JAKARTA,Metapos.id – Lembaga pemeringkat Standard and Poor’s (S&P) mempertahankan Sovereign Credit Rating Republik Indonesia pada BBB dengan outlook stabil pada 4 Juli 2023.
Keputusan ini mempertimbangkan prospek pertumbuhan ekonomi yang solid, rekam jejak kebijakan yang baik, dan konsolidasi fiskal yang lebih cepat dari target awal.
Di sisi lain, outlook stabil mencerminkan keyakinan S&P terhadap keberlanjutan pemulihan ekonomi Indonesia untuk dua tahun ke depan, yang akan mendukung kinerja fiskal dan stabilisasi utang.
Menanggapi hal tersebut Gubernur Bank Indonesia (BI) Perry Warjiyo mengatakan afirmasi rating Indonesia menunjukkan keyakinan kuat pemangku kepentingan internasional atas stabilitas makroekonomi dan prospek ekonomi jangka menengah.
“Ini merupakan pencapaian tersendiri di tengah peningkatan risiko global yang berasal dari tensi geopolitik dan perlambatan ekonomi global,” ujarnya dalam keterangan tertulis pada Rabu, 5 Juli.
Menurut Perry, kepercayaan dunia internasional ini didukung oleh kredibilitas kebijakan yang tinggi dan sinergi bauran kebijakan yang kuat antara pemerintah dan Bank Indonesia.
Dia menegaskan jika Bank Indonesia akan terus mencermati perkembangan ekonomi dan keuangan global dan domestik, merumuskan dan melaksanakan langkah-langkah yang diperlukan untuk memastikan terjaganya stabilitas makroekonomi dan sistem keuangan.

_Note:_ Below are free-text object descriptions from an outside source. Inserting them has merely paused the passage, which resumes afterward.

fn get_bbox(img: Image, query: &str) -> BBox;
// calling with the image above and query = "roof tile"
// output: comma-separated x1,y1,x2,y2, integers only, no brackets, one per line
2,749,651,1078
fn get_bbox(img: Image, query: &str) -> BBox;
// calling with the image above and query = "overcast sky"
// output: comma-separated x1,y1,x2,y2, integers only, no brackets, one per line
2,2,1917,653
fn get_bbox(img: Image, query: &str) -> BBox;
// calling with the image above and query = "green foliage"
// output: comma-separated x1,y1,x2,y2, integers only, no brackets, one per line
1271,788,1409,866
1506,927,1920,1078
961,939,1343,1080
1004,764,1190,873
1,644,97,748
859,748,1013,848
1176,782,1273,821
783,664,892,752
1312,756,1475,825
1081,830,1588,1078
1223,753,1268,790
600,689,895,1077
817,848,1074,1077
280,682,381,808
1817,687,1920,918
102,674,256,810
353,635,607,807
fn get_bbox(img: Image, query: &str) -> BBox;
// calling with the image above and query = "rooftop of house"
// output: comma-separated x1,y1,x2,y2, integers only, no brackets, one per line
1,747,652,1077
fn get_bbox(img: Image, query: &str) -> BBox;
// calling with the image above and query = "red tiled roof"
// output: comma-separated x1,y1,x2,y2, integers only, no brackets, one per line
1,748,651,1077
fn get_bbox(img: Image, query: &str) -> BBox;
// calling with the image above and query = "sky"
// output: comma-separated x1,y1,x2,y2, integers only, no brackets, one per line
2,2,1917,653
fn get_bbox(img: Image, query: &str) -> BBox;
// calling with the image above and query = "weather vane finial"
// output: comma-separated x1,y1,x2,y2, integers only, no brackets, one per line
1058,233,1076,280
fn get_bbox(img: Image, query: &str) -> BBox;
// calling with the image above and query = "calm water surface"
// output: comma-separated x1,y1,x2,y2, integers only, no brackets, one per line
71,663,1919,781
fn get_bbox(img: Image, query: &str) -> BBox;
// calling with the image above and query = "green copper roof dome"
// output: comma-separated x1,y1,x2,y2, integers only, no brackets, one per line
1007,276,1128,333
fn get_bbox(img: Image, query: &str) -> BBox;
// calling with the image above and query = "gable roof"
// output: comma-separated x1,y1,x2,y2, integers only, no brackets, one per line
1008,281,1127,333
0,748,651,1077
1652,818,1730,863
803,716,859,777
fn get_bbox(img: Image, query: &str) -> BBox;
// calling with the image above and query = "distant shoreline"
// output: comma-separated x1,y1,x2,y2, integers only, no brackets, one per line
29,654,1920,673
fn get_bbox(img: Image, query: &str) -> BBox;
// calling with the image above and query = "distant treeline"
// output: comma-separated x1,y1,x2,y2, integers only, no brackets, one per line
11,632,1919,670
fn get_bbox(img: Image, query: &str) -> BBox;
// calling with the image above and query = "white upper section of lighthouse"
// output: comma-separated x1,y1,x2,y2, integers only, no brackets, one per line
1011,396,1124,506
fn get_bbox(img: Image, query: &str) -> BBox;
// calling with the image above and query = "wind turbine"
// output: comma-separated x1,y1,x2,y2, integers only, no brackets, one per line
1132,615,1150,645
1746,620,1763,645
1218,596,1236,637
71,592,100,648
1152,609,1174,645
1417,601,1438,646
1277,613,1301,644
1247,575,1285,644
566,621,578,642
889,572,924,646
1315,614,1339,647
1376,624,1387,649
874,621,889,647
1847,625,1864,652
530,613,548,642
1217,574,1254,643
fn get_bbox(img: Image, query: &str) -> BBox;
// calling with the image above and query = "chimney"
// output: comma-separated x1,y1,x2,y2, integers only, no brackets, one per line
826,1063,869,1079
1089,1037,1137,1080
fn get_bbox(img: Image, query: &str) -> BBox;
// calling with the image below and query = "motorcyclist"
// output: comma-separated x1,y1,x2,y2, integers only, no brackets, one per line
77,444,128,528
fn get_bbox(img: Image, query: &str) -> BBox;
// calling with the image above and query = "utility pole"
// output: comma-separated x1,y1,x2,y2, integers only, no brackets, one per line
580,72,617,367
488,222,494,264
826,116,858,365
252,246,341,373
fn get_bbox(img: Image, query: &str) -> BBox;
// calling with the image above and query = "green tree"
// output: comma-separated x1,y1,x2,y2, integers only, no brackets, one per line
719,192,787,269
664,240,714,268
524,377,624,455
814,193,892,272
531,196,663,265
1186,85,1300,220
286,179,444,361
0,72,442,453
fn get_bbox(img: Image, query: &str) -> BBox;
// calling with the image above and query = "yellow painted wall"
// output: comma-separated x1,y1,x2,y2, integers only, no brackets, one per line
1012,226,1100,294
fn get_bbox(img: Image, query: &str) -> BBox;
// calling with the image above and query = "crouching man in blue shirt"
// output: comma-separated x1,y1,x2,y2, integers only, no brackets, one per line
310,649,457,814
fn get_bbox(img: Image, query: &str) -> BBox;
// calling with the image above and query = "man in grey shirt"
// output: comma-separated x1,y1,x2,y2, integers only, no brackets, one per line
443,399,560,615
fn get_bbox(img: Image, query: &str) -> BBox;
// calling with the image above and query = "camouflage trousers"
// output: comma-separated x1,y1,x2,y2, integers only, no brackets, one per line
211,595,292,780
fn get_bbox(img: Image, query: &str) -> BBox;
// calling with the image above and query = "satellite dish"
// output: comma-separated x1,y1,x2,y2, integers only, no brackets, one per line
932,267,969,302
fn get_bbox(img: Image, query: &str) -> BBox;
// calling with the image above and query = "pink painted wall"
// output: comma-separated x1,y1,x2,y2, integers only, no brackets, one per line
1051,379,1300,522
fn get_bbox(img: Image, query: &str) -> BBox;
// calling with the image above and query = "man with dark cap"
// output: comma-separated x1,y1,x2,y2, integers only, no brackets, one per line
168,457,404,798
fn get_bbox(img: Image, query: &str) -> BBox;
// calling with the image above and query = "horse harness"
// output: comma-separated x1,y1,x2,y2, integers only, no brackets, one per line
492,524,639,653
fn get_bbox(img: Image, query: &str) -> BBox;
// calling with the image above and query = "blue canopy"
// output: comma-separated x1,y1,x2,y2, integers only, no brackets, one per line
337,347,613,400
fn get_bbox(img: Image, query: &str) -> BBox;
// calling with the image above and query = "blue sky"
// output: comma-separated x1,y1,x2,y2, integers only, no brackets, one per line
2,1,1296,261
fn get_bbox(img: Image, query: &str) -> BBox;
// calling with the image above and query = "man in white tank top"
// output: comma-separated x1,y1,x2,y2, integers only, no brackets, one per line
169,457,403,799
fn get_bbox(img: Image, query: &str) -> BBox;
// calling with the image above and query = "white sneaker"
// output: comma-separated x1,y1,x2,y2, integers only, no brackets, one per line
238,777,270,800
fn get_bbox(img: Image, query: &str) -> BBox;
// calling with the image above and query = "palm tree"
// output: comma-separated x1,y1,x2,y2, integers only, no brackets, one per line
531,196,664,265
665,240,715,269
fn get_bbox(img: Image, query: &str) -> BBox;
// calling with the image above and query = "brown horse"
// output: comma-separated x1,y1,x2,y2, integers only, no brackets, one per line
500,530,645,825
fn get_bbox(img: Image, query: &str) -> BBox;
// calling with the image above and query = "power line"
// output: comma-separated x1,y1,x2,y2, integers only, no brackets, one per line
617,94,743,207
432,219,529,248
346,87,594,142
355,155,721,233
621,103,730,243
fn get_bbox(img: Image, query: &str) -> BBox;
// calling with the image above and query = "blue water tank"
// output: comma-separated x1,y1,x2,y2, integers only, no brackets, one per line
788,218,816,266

“Termasuk didalamnya penyesuaian lebih lanjut stance kebijakan, serta terus memperkuat sinergi dengan pemerintah untuk mendukung tercapainya pertumbuhan ekonomi yang berkelanjutan,” tutur dia.
Adapun, S&P berpandangan bahwa penurunan tekanan inflasi yang disertai dengan kenaikan belanja pemerintah menjelang pemilu diperkirakan dapat mendorong peningkatan konsumsi swasta pada paruh kedua 2023.
Hal ini akan mendukung kinerja ekonomi Indonesia di tengah tantangan permintaan global yang melambat, sehingga ekonomi Indonesia pada 2023 diperkirakan akan tumbuh sebesar 4,8 persen.
Dari sisi eksternal, S&P memandang perbaikan kinerja sektor eksternal Indonesia diperkirakan mampu menahan dampak perlambatan harga komoditas. Implementasi kebijakan hilirisasi dan peningkatan kapasitas pemrosesan di sektor pertambangan dalam rangka peningkatan nilai tambah produk tambang dinilai dapat membantu meningkatkan penerimaan ekspor.
Dari sisi fiskal, lembaga global itu memandang bahwa konsolidasi APBN yang lebih cepat berdampak pada penurunan defisit fiskal Indonesia menjadi di bawah 3 persen dari PDB satu tahun lebih cepat dari target. Defisit fiskal tercatat 2,4 persen dari PDB pada 2022, jauh lebih rendah dari 2021 yang mencapai 4,7 persen.
“Namun demikian, perlu dicermati bahwa basis penerimaan pemerintah yang masih terbatas tetap menjadi tantangan bagi perkembangan rating Indonesia ke depan,” katanya.